Now since $\pi_1S^2=0$, we identify $[\mathbb{R}P^2,S^2]\cong\pi_2(S^2)/(2\cdot \pi_2(S^2))\cong\mathbb{Z}_2$ as sets with $\pi_2(S^2)$-action. Here we have used that $\pi_2S^2\cong\mathbb{Z}$. In particular there are two homotopically distinct maps $\mathbb{R}P^2\rightarrow S^2$. One is clearly the trivial map, and exactness of the above sequence tells us that the other is $q^*id_{S^2}=q$, since $id_{S^2}$ generates $\pi_2S^2$. Hence the pinch map $q$ is homotopically non-trivial.

At this point we would like to get our hands dirty and see all this in another way. We want to use the Hopf Degree Theorem for non-orientable manifolds, which, as I understand it, states that two maps $f,g:M\rightarrow S^n$ from a boundaryless n-dimensional non-orientable manifold $M$ are homotopic only if they have the same Brouwer-Hopf degree modulo 2.

The real projective plane $\mathbb{R}P^2$ is a 2-dimensional closed non-orientable manifold, which is a quotient of $S^2\subseteq\mathbb{R}^3$ by the equivalence relation $x\sim -x$. We write its points $[x,y,z]=[-x,-y,-z]$, where $(x,y,z)\in S^2$.

There are equivalent definitions of the degree of a map $f:\mathbb{R}P^2\rightarrow S^2$. The first takes the mod 2 fundamental class $[\mathbb{R}P^2]\in H_2(\mathbb{R}P^2;\mathbb{Z}_2)\cong\mathbb{Z}_2$ and studies its image $f_*[\mathbb{R}P^2]\in H_2(S^2;\mathbb{Z}_2)\cong\mathbb{Z}_2$. From this definition it is clear that the trivial map $\ast:\mathbb{R}P^2\rightarrow S^2$ has mod 2 degree 0.

The second definition takes a smooth representative for the homotopy class of $f:\mathbb{R}P^2\rightarrow S^2$, finds a regular value $p\in S^2$ for it, and sets $deg_2(f)=|f^{-1}(p)|\mod 2$. The preimage $f^{-1}(p)$ should be a finite set, so this makes sense.

Now we will calculate $deg_2(q)$, the degree of the pinch map.

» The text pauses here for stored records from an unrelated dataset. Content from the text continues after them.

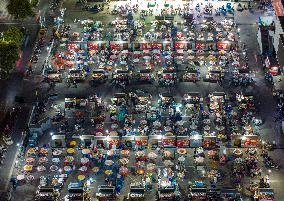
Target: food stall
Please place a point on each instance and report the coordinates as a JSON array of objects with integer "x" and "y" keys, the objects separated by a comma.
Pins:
[
  {"x": 209, "y": 141},
  {"x": 249, "y": 140},
  {"x": 75, "y": 102},
  {"x": 99, "y": 75},
  {"x": 197, "y": 193},
  {"x": 58, "y": 141},
  {"x": 45, "y": 193},
  {"x": 191, "y": 98},
  {"x": 169, "y": 141},
  {"x": 166, "y": 193},
  {"x": 214, "y": 75},
  {"x": 144, "y": 101},
  {"x": 145, "y": 75},
  {"x": 141, "y": 141},
  {"x": 86, "y": 140},
  {"x": 136, "y": 192},
  {"x": 229, "y": 194},
  {"x": 118, "y": 99},
  {"x": 121, "y": 75},
  {"x": 75, "y": 192},
  {"x": 167, "y": 77},
  {"x": 128, "y": 141},
  {"x": 166, "y": 99},
  {"x": 106, "y": 193},
  {"x": 54, "y": 76},
  {"x": 196, "y": 141},
  {"x": 183, "y": 141},
  {"x": 155, "y": 141},
  {"x": 190, "y": 76},
  {"x": 100, "y": 141},
  {"x": 77, "y": 75},
  {"x": 265, "y": 194},
  {"x": 217, "y": 100}
]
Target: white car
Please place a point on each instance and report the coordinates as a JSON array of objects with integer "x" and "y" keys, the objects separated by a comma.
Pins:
[{"x": 8, "y": 140}]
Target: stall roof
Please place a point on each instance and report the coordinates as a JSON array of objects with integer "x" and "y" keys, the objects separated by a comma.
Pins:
[
  {"x": 98, "y": 71},
  {"x": 192, "y": 71},
  {"x": 166, "y": 190},
  {"x": 52, "y": 72},
  {"x": 195, "y": 189},
  {"x": 76, "y": 190},
  {"x": 193, "y": 94},
  {"x": 219, "y": 94},
  {"x": 122, "y": 71},
  {"x": 166, "y": 94},
  {"x": 75, "y": 71},
  {"x": 270, "y": 190},
  {"x": 169, "y": 71},
  {"x": 46, "y": 189},
  {"x": 106, "y": 189},
  {"x": 145, "y": 71},
  {"x": 137, "y": 189},
  {"x": 215, "y": 71},
  {"x": 119, "y": 95},
  {"x": 244, "y": 71}
]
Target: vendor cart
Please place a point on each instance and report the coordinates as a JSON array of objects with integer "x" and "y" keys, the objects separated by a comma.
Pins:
[
  {"x": 99, "y": 76},
  {"x": 106, "y": 193},
  {"x": 136, "y": 192},
  {"x": 77, "y": 75}
]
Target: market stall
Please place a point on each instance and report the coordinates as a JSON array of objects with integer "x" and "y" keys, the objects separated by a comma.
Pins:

Recall that the subspace $\{[x,y,0]\}\subseteq \mathbb{R}P^2$ is exactly $\mathbb{R}P^1\cong S^1$. Hence $q$ sends all of this subspace to the basepoint of $S^2$. This is handy, because we have a chart $\phi:U\rightarrow \mathbb{R}^2$ defined over $U=\{[x,y,z]\mid z\ne0\}$ by

$$\phi[x,y,z]=(x/z,y/z).$$

Viewing $S^2$ as the 1-point compactification of $\mathbb{R}^2$ by using stereographic projection, this chart gives the pinch map

$$q[x,y,z]=\begin{cases}(x/z,y/z)\in S^2&z\neq 0\\\infty&z=0 \end{cases}$$

This is clearly smooth, and you can verify that any point away from $\infty$ is regular. In particular, the point $(0,0)\in S^2\cong (\mathbb{R}^2)^+$ is regular. hence

$$deg_2(q)=|q^{-1}(0,0)|=|\{[0,0,1]\}|=1$$

It follows that $\deg_2(q)=1\neq0=deg_2(\ast)$, and therefore that $q$ is homotopically non-trivial.

Returning to the first definition, we see that this is in line with Lord Shark's hint, for $q_*[\mathbb{R}P^2]=1\cdot[S^2]\in H_2(S^2;\mathbb{Z}_2)$.